Logo na primeira cena de “M8: Quando a morte socorre a vida” vemos sobre o que o filme de Jefferson De irá tratar. Passamos do protagonista Maurício (interpretado por Juan Paiva), que sai da faculdade e perpassa toda a desigualdade socioeconômica da cidade do Rio de Janeiro. Os conflitos de classe são claros dentro desse meio urbano. Enquanto em sua aula na faculdade de medicina ele tem apenas pessoas brancas a sua volta, cada vez que chega mais próximo de casa, os corpos negros aparecem. Inicialmente, Maurício não questiona esse mundo no seu entorno, enquanto este vai se tornando cada vez mais opressor.
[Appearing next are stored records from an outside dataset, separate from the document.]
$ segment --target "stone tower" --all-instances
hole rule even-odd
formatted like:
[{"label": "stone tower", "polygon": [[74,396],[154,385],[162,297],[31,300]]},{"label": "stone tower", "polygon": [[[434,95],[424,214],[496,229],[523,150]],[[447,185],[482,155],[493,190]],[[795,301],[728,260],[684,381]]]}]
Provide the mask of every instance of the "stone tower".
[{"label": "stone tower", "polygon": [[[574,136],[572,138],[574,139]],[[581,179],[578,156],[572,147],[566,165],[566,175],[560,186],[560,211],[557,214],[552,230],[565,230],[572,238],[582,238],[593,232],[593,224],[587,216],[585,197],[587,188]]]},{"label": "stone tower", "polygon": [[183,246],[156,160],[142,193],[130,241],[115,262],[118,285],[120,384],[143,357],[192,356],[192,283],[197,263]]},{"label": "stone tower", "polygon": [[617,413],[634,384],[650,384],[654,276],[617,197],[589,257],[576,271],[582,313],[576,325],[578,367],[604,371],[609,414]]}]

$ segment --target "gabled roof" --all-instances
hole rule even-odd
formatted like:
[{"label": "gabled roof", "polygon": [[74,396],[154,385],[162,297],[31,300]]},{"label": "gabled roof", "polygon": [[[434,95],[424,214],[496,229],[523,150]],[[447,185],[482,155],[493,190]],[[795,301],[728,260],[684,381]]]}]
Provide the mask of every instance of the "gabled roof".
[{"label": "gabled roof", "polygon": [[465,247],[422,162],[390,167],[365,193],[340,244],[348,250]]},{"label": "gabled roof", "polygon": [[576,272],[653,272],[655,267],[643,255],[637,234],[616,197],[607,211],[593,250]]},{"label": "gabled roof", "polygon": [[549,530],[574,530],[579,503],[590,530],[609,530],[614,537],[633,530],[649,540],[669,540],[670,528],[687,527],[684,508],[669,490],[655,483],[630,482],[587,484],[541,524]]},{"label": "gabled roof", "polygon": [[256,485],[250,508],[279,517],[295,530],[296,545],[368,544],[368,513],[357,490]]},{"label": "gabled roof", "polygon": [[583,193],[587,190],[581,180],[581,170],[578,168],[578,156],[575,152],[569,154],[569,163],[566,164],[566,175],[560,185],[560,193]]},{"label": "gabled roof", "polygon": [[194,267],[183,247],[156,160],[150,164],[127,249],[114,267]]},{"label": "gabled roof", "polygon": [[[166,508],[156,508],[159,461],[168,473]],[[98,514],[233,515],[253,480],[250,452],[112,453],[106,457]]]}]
Tudo muda mesmo quando ele se percebe um dos corpos negros que disseca na aula. Aliás, é interessante como o diretor deixa clara a composição dessa realidade da sala de aula como inteiramente branca – desde os corpos, até as macas e a pintura. Os tons de cores diversas estão compostos apenas na roupa dos estudantes e na pele do personagem principal e dos corpos a serem abertos para estudo. A partir desse momento, ele se vê nesse mundo, como um possível corpo também que poderá ser simplesmente colocado como indigente e aberto futuramente para estudos. Assim, inicia uma busca para saber quem seria essa pessoa.
Jefferson De compõe seu longa especialmente pelos cenários. A narrativa é contada muito mais baseada no que poderá acontecer no lugar esses personagens estão do que propriamente por uma encenação “fora do comum”. Isso fica claro quando Maurício, após sair da festa de um amigo na zona rica da cidade, é confundido com um bandido por dois policiais – um deles também negro. O mesmo destaca como ele deveria ficar atento por estar “naquela hora” em “bairro de playboy”. O mesmo também acontece quando, após a aula, dois faxineiros pretos entram para limpar a sala, com o protagonista sendo a única pessoa a falar com eles.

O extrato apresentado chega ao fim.